A Few Questions on the Budget

1. Why should the citizens finance merit increases during a period of economic austerity and no inflation.

2. Can you tell me if the Museum amount included in this year’s capital budget is fully financed by the nonprofit contributions or is the city financing a good part of this expenditure?

3. Is the capital budget a multi-year or a one year budget. Please show us a multi-year budget.  Small expenditures in one year (e.g., the museum design, preparation and construction) invariably lead to multi-year expenditures that are justified on the earlier smaller expenditures.

3. In the capital budget, which projects are fully financed out of donations and other sources and do not require additional borrowing or property taxes payments?

4. Is there no information on the 2008-09 budget execution? Why does the city always compare the “budget” of the prior year with the new “budget” instead of the actual budget results.
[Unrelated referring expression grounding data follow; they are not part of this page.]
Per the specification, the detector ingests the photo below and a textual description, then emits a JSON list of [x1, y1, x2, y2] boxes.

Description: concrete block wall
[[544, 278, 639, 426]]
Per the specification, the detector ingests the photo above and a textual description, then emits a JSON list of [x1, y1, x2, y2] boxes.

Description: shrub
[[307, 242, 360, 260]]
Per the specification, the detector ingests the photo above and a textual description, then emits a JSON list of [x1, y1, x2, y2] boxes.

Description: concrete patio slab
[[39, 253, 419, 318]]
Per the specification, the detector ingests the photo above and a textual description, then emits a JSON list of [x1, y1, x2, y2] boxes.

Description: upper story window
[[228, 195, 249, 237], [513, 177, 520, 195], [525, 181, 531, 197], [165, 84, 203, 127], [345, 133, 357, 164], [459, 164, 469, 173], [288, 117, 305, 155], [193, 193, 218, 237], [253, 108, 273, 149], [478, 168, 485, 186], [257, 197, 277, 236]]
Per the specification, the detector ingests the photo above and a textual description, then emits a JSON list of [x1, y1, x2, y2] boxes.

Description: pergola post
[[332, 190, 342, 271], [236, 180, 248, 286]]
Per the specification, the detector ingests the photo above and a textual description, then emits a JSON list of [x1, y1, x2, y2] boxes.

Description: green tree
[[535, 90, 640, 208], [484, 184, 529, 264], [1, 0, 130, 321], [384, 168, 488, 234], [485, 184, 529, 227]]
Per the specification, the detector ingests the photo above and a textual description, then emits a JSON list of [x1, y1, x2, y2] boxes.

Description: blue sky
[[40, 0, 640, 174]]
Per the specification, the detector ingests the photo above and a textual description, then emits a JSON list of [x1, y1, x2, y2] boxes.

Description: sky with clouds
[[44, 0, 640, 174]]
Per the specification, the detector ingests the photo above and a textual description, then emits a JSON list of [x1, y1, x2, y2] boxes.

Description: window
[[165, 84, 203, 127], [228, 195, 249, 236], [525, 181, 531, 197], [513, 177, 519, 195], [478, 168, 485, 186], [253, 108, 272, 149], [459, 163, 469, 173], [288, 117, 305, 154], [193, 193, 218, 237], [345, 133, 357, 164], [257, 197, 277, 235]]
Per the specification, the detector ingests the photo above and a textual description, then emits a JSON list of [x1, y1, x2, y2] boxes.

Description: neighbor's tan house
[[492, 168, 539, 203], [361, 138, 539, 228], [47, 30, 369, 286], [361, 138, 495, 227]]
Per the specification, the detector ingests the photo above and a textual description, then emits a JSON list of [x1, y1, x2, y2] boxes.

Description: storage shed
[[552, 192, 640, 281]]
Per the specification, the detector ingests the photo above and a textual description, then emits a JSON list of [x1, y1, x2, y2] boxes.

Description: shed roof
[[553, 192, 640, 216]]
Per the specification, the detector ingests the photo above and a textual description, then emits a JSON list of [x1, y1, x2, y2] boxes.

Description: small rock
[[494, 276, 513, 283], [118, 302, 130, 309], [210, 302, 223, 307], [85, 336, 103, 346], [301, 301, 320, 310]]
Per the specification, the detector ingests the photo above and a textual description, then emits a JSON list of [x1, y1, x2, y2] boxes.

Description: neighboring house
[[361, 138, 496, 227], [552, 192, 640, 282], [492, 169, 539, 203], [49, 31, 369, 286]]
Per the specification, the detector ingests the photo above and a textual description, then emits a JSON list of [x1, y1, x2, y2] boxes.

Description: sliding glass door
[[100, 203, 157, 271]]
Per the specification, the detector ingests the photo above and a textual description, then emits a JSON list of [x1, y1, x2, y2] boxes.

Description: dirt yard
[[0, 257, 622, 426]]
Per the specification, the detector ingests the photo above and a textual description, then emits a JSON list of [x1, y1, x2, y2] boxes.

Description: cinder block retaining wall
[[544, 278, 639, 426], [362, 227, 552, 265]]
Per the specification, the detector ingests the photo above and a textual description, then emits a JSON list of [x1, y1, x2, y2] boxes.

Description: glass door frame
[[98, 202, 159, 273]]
We should be comparing our 2009 budget with the actual final (including estimates for the last month) execution of the 2008-09 budget?

5. Why hasn’t the Building and Zoning staff be reduced even more?  With the fall in permit fees many staff are not justified.

Can this be True? $6.50 Property Tax Increase

This is not a joke.

CARTHAGE, Mo.

Owners of a $150,000 home in Jasper County will pay $6.50 more in property taxes next year under a new property tax rate schedule approved by the County Commission on Thursday.

P.S. Miami-Dade Holds the Line on Taxes! And now Coral Gables?

The Miami-Dade County Commissions have approved an austerity budget with a flat tax, significant salary and reductions of positions.

At 5:01 a.m., exactly 12 hours after the meeting began Thursday evening, county commissioners approved a $7.4 billion budget.

The winners: elderly residents who get county subsidized meals and community-based service organizations paid for through the commissioners’ discretionary funds. Both saw most of their county funding restored.

The losers: county employees who stood to lose $106 million in salary cuts under the mayor’s original budget and now stand to sacrifice another $68 million in assorted benefits.

But the number of proposed layoffs has been reduced from 1,700 to 945.

Is there a lesson for Coral Gables? Based on the well known views of Commissioners and the City Manager, the answer seems to be No.

Compare three South Florida Mayors: Alvarez, Diaz and Slesnick

Three important mayors in South Florida are due a comparison.

Mayor Alvarez (Miami-Dade County) fought to get a strong mayor form of government and he has used this power to increase salaries of colleagues and employees at the highest levels in the Mayor’s office and heads of the police force; this at a time in which literally hundreds of employees and positions will be dropped.

Mayor Diaz (City of Miami) has taken on the financial crisis to present a strongly, austere budget, he is holding the line on tax increases and he is threatening the police union with reductions unless they go along with contract changes.

Mayor Slesnick (Coral Gables) strongly favors a city spending increase returning to amounts of two years ago when taxes reductions were forced on the city (thanks to Florida legislation); the initial presentation of a large millage increase 20 percent, lowered to 14 percent in the first budget hearing; the imposition of a fire fee, and a new fee on emergency medical services in the city. The Mayor is satisfied with a modicum of positions cuts, a healthy capital projects budget and merit increases to the employees in the middle of a financial crisis.